The adult literature on the treatment of isolated meniscus tears shows that outcomes are overall good.6,12,26 In a recent systematic review of sport-related outcomes of adult isolated meniscus repairs, Eberbach et al12 demonstrated that the mean preoperative Tegner score improved from 3.5 ± 0.3 to 6.2 ± 0.8 postoperatively, and the pooled retear rate was 21%.12 The 2 studies from the adolescent literature found a combined postoperative mean Tegner score of 7.6 and a combined retear rate of 37%.18,19 Return to sports at the preinjury level was achieved in 89% of adult patients. Interestingly, the failure rate in the adult study was lower in professional athletes compared with mixed-level athletes (9% vs 22%), indicating that perhaps prior conditioning and/or postoperative protocols may influence retear rates. Overall, the adult literature may serve as a surrogate in steering treatment algorithms for the adolescent population while waiting for studies to accrue more patient-specific information.
Limitations
There are limitations inherent to this meta-analysis, as it is subject to the cumulative weaknesses of the included studies. This review includes predominantly retrospective studies, none of which are comparative.
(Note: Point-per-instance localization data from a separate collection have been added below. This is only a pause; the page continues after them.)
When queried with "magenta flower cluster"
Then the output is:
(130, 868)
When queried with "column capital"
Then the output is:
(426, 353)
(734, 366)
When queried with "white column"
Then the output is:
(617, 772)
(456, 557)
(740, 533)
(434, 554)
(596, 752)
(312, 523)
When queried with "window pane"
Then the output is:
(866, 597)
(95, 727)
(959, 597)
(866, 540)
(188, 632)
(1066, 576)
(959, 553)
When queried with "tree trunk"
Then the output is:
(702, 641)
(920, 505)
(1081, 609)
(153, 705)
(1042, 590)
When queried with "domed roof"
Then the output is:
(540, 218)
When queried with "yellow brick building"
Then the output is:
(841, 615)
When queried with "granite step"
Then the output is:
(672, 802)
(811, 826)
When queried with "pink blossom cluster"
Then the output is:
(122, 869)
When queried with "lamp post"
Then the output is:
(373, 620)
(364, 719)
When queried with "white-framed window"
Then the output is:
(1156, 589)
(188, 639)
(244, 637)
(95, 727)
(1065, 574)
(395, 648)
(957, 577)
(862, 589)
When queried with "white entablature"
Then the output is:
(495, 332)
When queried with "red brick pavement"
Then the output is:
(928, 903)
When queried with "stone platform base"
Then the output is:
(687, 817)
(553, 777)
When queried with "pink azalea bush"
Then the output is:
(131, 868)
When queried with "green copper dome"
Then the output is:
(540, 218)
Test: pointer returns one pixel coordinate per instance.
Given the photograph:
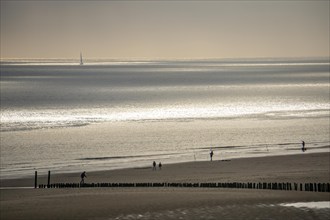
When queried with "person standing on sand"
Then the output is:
(154, 165)
(83, 175)
(303, 146)
(211, 154)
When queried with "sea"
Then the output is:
(108, 114)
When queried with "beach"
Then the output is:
(176, 203)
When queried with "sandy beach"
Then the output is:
(176, 203)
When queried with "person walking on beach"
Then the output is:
(303, 149)
(154, 165)
(83, 175)
(211, 154)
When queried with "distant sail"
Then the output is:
(81, 63)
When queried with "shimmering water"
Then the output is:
(111, 114)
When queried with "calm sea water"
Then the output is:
(60, 116)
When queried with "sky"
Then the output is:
(164, 29)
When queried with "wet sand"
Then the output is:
(176, 203)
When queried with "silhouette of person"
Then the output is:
(154, 165)
(83, 175)
(303, 146)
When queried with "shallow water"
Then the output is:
(107, 115)
(260, 211)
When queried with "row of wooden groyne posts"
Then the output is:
(311, 187)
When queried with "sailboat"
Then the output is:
(81, 63)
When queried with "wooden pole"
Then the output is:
(35, 179)
(48, 183)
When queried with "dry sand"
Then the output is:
(176, 203)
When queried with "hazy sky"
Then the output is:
(167, 29)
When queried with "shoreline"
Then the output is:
(177, 203)
(215, 171)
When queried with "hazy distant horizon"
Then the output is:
(164, 29)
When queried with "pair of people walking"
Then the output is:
(154, 164)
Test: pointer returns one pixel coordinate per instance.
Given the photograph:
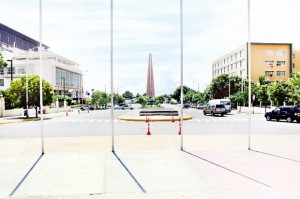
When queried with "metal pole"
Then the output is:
(249, 78)
(11, 70)
(26, 84)
(181, 73)
(112, 76)
(41, 81)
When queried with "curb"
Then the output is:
(153, 119)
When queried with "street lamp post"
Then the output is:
(229, 85)
(27, 115)
(11, 69)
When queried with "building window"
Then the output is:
(242, 53)
(9, 70)
(269, 53)
(269, 73)
(280, 63)
(21, 70)
(280, 73)
(269, 63)
(280, 53)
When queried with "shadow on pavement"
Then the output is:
(26, 175)
(128, 171)
(232, 171)
(277, 156)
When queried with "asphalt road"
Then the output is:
(98, 123)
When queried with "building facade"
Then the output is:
(23, 58)
(273, 60)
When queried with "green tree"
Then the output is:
(159, 100)
(128, 95)
(143, 100)
(100, 98)
(118, 99)
(295, 80)
(176, 94)
(16, 93)
(61, 98)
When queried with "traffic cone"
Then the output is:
(148, 132)
(179, 133)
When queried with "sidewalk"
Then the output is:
(151, 167)
(18, 119)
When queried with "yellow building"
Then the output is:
(273, 60)
(296, 60)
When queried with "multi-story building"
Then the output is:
(22, 53)
(272, 60)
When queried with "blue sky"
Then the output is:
(80, 30)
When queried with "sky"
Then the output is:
(80, 31)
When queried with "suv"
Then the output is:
(86, 107)
(288, 113)
(126, 106)
(214, 109)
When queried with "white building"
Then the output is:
(21, 51)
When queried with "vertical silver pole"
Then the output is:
(181, 73)
(41, 81)
(249, 78)
(229, 85)
(112, 77)
(27, 83)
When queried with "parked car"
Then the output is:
(288, 113)
(126, 106)
(186, 105)
(123, 107)
(86, 107)
(215, 109)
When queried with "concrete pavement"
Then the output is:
(209, 166)
(133, 115)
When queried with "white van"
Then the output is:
(225, 102)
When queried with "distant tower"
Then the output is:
(150, 80)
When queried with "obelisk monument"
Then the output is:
(150, 81)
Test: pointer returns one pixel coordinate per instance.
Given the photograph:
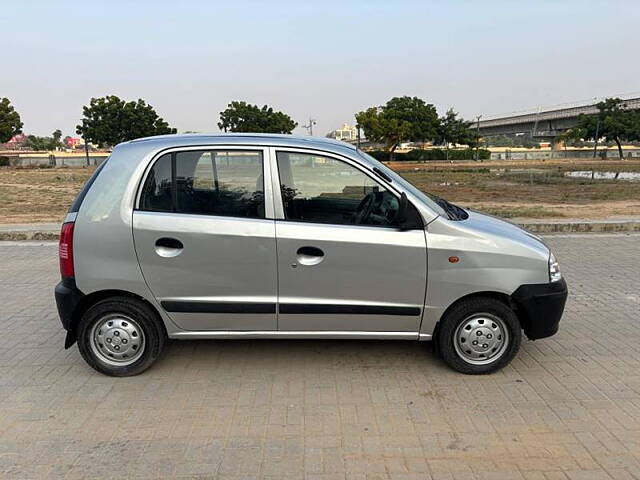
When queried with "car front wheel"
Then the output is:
(479, 335)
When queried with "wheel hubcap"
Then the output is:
(117, 340)
(481, 339)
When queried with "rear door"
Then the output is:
(205, 238)
(343, 263)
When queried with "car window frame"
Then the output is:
(266, 178)
(277, 192)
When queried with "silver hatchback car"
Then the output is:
(276, 236)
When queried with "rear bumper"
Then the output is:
(540, 307)
(67, 299)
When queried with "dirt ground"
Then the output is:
(523, 189)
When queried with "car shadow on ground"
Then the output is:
(253, 357)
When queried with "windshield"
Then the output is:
(432, 201)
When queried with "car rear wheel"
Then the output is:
(479, 335)
(120, 336)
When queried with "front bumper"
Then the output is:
(67, 299)
(540, 307)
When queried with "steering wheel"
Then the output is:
(366, 206)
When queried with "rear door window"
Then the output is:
(221, 183)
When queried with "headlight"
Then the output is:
(554, 269)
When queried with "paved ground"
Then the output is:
(567, 408)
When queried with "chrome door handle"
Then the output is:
(168, 247)
(309, 255)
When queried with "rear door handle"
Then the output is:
(309, 255)
(168, 247)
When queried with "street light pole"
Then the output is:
(595, 143)
(478, 137)
(309, 127)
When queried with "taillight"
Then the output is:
(65, 250)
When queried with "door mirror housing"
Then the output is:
(407, 217)
(403, 210)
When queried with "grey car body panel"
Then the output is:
(495, 255)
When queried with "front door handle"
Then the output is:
(168, 247)
(309, 255)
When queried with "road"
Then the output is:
(568, 407)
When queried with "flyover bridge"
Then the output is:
(547, 123)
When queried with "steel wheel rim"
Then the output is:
(481, 338)
(117, 340)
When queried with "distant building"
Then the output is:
(71, 142)
(347, 133)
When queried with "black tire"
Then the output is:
(465, 311)
(147, 320)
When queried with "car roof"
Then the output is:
(265, 139)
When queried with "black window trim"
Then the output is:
(334, 156)
(173, 151)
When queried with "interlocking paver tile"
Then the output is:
(568, 407)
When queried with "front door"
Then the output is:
(343, 263)
(204, 240)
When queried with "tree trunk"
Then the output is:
(619, 148)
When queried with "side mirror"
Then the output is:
(403, 209)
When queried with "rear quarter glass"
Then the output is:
(75, 206)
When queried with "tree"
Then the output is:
(247, 118)
(10, 123)
(400, 119)
(109, 121)
(613, 122)
(44, 143)
(452, 129)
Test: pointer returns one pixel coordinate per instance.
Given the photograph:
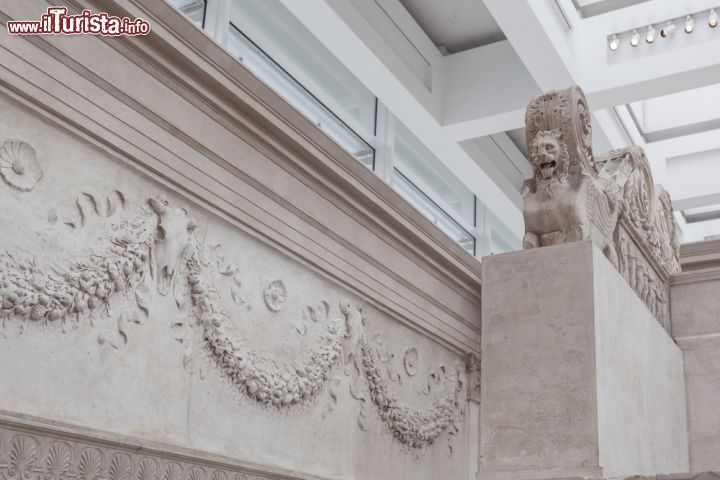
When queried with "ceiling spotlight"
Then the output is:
(689, 24)
(667, 30)
(614, 43)
(650, 36)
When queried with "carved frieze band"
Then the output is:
(46, 454)
(157, 250)
(681, 476)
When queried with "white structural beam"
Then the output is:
(347, 31)
(486, 91)
(556, 56)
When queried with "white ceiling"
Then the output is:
(663, 97)
(456, 25)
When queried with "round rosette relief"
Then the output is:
(275, 295)
(410, 361)
(19, 166)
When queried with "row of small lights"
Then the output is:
(665, 32)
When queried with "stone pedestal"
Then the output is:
(578, 378)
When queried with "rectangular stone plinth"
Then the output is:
(578, 378)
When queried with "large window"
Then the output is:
(280, 80)
(445, 222)
(283, 53)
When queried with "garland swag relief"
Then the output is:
(158, 247)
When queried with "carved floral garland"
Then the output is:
(268, 385)
(119, 265)
(411, 427)
(32, 294)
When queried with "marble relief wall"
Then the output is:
(126, 308)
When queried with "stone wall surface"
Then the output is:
(134, 314)
(696, 327)
(579, 380)
(188, 262)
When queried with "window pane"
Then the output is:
(501, 238)
(194, 9)
(413, 157)
(280, 81)
(289, 43)
(433, 212)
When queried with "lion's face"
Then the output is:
(545, 153)
(549, 156)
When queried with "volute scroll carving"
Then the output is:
(610, 198)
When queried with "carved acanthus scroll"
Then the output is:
(610, 198)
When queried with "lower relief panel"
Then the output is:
(127, 310)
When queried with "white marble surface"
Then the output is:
(161, 384)
(696, 327)
(578, 378)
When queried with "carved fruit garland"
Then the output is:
(268, 385)
(412, 428)
(26, 291)
(158, 242)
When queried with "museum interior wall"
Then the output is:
(191, 267)
(197, 283)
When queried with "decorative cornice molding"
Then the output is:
(695, 276)
(385, 251)
(49, 449)
(700, 255)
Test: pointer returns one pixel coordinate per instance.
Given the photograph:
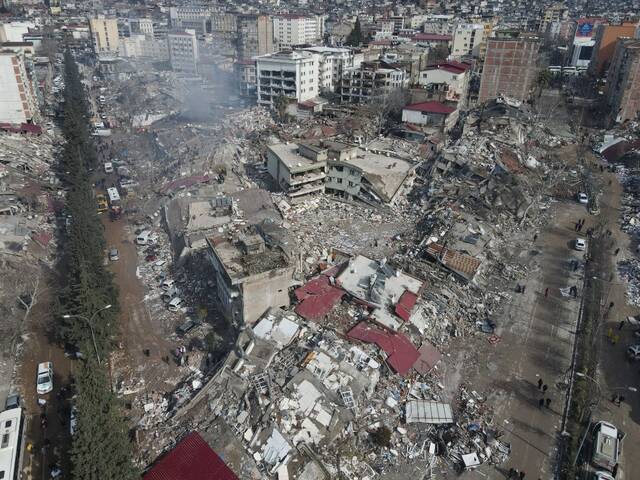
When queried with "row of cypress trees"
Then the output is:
(101, 447)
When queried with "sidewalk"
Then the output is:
(537, 334)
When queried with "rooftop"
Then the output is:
(247, 254)
(288, 153)
(431, 107)
(191, 459)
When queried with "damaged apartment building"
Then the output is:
(371, 174)
(254, 269)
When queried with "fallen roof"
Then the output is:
(464, 265)
(430, 107)
(429, 357)
(426, 411)
(191, 459)
(401, 354)
(405, 305)
(317, 297)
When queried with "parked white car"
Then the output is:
(175, 304)
(45, 378)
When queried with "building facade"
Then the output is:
(623, 81)
(255, 36)
(183, 51)
(606, 37)
(292, 74)
(370, 80)
(510, 67)
(143, 26)
(104, 33)
(18, 99)
(467, 39)
(333, 61)
(291, 30)
(192, 17)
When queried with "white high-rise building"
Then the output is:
(292, 74)
(183, 51)
(467, 39)
(18, 101)
(333, 61)
(290, 30)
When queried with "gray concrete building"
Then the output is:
(254, 270)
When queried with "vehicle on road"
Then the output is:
(12, 401)
(187, 326)
(143, 237)
(600, 475)
(633, 352)
(45, 378)
(606, 445)
(175, 304)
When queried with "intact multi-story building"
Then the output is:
(510, 66)
(140, 45)
(449, 78)
(292, 74)
(191, 17)
(467, 38)
(18, 99)
(290, 30)
(333, 61)
(142, 26)
(183, 51)
(623, 81)
(604, 47)
(255, 36)
(104, 33)
(552, 17)
(370, 80)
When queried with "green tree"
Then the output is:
(101, 447)
(354, 39)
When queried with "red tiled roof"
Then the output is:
(405, 305)
(434, 37)
(431, 107)
(401, 354)
(317, 297)
(191, 459)
(460, 263)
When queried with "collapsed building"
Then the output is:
(371, 175)
(254, 270)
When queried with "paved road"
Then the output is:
(537, 333)
(615, 372)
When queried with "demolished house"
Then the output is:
(367, 174)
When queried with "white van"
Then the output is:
(175, 304)
(606, 445)
(143, 237)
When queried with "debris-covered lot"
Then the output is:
(356, 366)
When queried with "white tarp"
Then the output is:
(425, 411)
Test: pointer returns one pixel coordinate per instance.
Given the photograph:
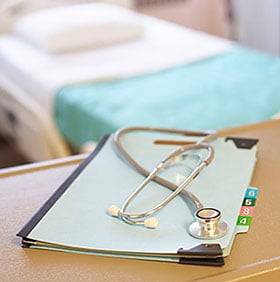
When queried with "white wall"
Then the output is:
(257, 24)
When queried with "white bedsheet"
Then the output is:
(163, 45)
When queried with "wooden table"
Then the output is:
(255, 256)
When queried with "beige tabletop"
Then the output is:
(255, 255)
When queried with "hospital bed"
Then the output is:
(57, 96)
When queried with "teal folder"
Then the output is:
(75, 218)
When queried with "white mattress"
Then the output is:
(163, 45)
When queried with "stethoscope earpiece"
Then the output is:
(208, 224)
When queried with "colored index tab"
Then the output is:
(251, 193)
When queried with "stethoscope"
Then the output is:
(208, 224)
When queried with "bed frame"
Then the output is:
(27, 126)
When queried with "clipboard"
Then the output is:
(75, 218)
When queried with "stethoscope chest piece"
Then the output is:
(208, 224)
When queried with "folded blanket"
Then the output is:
(227, 90)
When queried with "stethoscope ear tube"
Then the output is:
(208, 224)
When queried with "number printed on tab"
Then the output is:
(248, 206)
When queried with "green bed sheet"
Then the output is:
(234, 88)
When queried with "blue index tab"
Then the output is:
(251, 193)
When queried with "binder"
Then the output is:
(75, 218)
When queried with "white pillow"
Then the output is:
(78, 27)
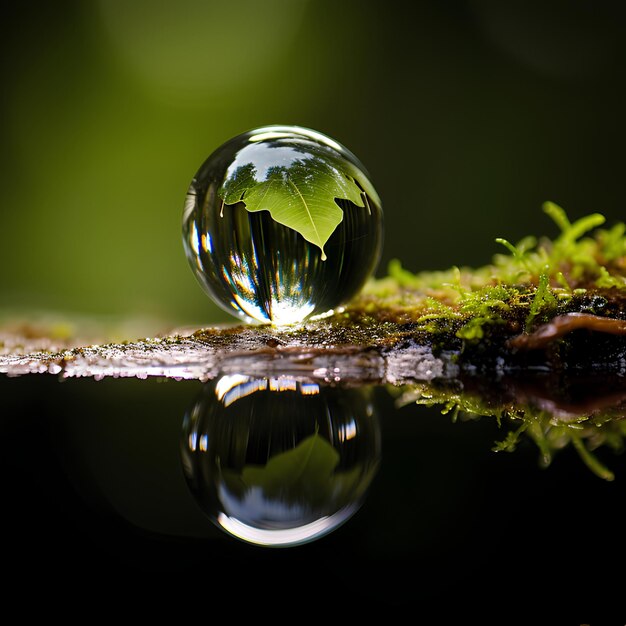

Unfortunately, there is no sufficient body of evidence in the literature involving prospective studies and randomized controlled trials. These retrospective studies were included to amass sufficient data for comparison. Another limitation of this study is the significant amount of heterogeneity that exists in the included studies with regard to the type of meniscal repair performed. The indications for surgical intervention as well as the type of meniscal repair performed varied between studies. Finally, a significant limitation of this study is the inability to pool much of the aggregate data given the use of different outcome reporting methods by the included studies.
Conclusion
A shift in the management of isolated adolescent meniscus tears is reflected in the literature, with the current gold standard being operative repair as opposed to meniscectomy. This shift in treatment is largely secondary to the findings of increased osteoarthritis after meniscectomy reflected in the long-term follow-up studies.
Footnotes
The authors report no potential conflicts of interest in the development and publication of this article.